Fredriksson Alma, Fulcher Isabel R, Russell Allyson L, Li Tracey, Tsai Yi-Ting, Seif Samira S, Mpembeni Rose N, Hedt-Gauthier Bethany
Department of Biostatistics, Harvard T.H. Chan School of Public Health, Boston, MA, United States.
Department of Global Health and Social Medicine, Harvard Medical School, Boston, MA, United States.
Front Digit Health. 2022 Aug 17;4:855236. doi: 10.3389/fdgth.2022.855236. eCollection 2022.
Maternal and neonatal health outcomes in low- and middle-income countries (LMICs) have improved over the last two decades. However, many pregnant women still deliver at home, which increases the health risks for both the mother and the child. Community health worker programs have been broadly employed in LMICs to connect women to antenatal care and delivery locations. More recently, employment of digital tools in maternal health programs have resulted in better care delivery and served as a routine mode of data collection. Despite the availability of rich, patient-level data within these digital tools, there has been limited utilization of this type of data to inform program delivery in LMICs.
We use program data from 38,787 women enrolled in Safer Deliveries a community health worker program in Zanzibar, to build a generalizable prediction model that accurately predicts whether a newly enrolled pregnant woman will deliver in a health facility. We use information collected during the enrollment visit, including demographic data, health characteristics and current pregnancy information. We apply four machine learning methods: logistic regression, LASSO regularized logistic regression, random forest and an artificial neural network; and three sampling techniques to address the imbalanced data: undersampling of facility deliveries, oversampling of home deliveries and addition of synthetic home deliveries using SMOTE.
Our models correctly predicted the delivery location for 68%-77% of the women in the test set, with slightly higher accuracy when predicting facility delivery versus home delivery. A random forest model with a balanced training set created using undersampling of existing facility deliveries accurately identified 74.4% of women delivering at home.
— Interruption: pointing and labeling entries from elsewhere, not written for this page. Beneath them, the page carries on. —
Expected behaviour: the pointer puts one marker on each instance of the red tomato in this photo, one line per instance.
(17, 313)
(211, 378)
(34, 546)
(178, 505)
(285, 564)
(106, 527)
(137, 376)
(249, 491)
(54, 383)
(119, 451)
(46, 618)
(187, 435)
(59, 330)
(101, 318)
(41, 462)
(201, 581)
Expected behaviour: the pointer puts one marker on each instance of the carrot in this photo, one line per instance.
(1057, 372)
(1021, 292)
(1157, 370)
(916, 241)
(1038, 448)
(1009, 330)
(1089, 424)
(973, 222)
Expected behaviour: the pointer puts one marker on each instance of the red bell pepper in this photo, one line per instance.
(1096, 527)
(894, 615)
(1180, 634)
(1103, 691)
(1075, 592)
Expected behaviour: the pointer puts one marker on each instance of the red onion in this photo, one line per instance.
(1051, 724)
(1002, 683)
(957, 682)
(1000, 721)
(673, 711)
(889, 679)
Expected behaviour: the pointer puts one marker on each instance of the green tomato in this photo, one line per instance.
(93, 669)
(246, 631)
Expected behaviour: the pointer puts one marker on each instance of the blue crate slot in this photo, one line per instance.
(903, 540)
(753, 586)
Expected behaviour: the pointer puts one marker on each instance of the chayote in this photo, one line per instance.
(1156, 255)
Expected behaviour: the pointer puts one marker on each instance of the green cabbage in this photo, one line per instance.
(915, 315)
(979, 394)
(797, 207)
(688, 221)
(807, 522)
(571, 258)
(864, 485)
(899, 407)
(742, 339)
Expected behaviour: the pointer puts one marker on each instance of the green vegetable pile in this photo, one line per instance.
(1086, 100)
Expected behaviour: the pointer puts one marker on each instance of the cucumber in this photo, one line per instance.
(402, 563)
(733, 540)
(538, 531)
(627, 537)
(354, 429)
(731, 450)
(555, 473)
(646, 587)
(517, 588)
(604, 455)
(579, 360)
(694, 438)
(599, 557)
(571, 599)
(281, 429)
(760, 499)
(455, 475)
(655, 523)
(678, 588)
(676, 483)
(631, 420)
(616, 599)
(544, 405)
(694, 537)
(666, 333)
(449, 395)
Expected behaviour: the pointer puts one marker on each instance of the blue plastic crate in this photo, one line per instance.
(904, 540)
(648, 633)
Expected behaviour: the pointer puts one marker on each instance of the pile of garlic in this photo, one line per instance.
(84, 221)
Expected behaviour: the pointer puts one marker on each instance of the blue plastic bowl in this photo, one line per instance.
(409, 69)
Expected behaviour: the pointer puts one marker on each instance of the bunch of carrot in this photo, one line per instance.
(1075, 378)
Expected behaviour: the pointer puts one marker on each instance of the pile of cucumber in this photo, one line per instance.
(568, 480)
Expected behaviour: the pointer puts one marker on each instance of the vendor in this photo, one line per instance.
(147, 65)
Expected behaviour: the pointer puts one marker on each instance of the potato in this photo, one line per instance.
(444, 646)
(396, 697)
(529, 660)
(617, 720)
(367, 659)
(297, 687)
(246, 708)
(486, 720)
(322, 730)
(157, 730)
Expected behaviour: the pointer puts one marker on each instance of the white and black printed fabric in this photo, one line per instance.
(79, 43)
This model can provide a "real-time" prediction of the delivery location for new maternal health program enrollees and may enable early provision of extra support for individuals at risk of not delivering in a health facility, which has potential to improve health outcomes for both mothers and their newborns. The framework presented here is applicable in other contexts and the selection of input features can easily be adapted to match data availability and other outcomes, both within and beyond maternal health.
在过去二十年中,低收入和中等收入国家(LMICs)的孕产妇和新生儿健康状况有所改善。然而,许多孕妇仍在家中分娩,这增加了母亲和孩子的健康风险。社区卫生工作者项目已在低收入和中等收入国家广泛采用,以帮助妇女获得产前护理和分娩地点。最近,在孕产妇健康项目中使用数字工具提高了护理质量,并成为常规的数据收集方式。尽管这些数字工具中存在丰富的患者层面数据,但在低收入和中等收入国家,这类数据在为项目实施提供信息方面的利用有限。
我们使用来自坦桑尼亚桑给巴尔“安全分娩”社区卫生工作者项目中38787名妇女的项目数据,构建一个可推广的预测模型,以准确预测新登记的孕妇是否会在医疗机构分娩。我们使用登记访视期间收集的信息,包括人口统计学数据、健康特征和当前妊娠信息。我们应用四种机器学习方法:逻辑回归、LASSO正则化逻辑回归、随机森林和人工神经网络;以及三种抽样技术来处理不平衡数据:医疗机构分娩的欠采样、家庭分娩的过采样以及使用SMOTE添加合成家庭分娩数据。
我们的模型正确预测了测试集中68%-77%妇女的分娩地点,预测医疗机构分娩的准确率略高于家庭分娩。通过对现有医疗机构分娩数据进行欠采样创建的平衡训练集的随机森林模型准确识别了74.4%在家分娩的妇女。
该模型可以对新参与孕产妇健康项目的人员的分娩地点进行“实时”预测,并可能为有不在医疗机构分娩风险的个人提前提供额外支持,这有可能改善母亲及其新生儿的健康状况。这里提出的框架适用于其他情况,输入特征的选择可以很容易地调整以匹配数据可用性和其他结果,无论是在孕产妇健康领域内还是之外。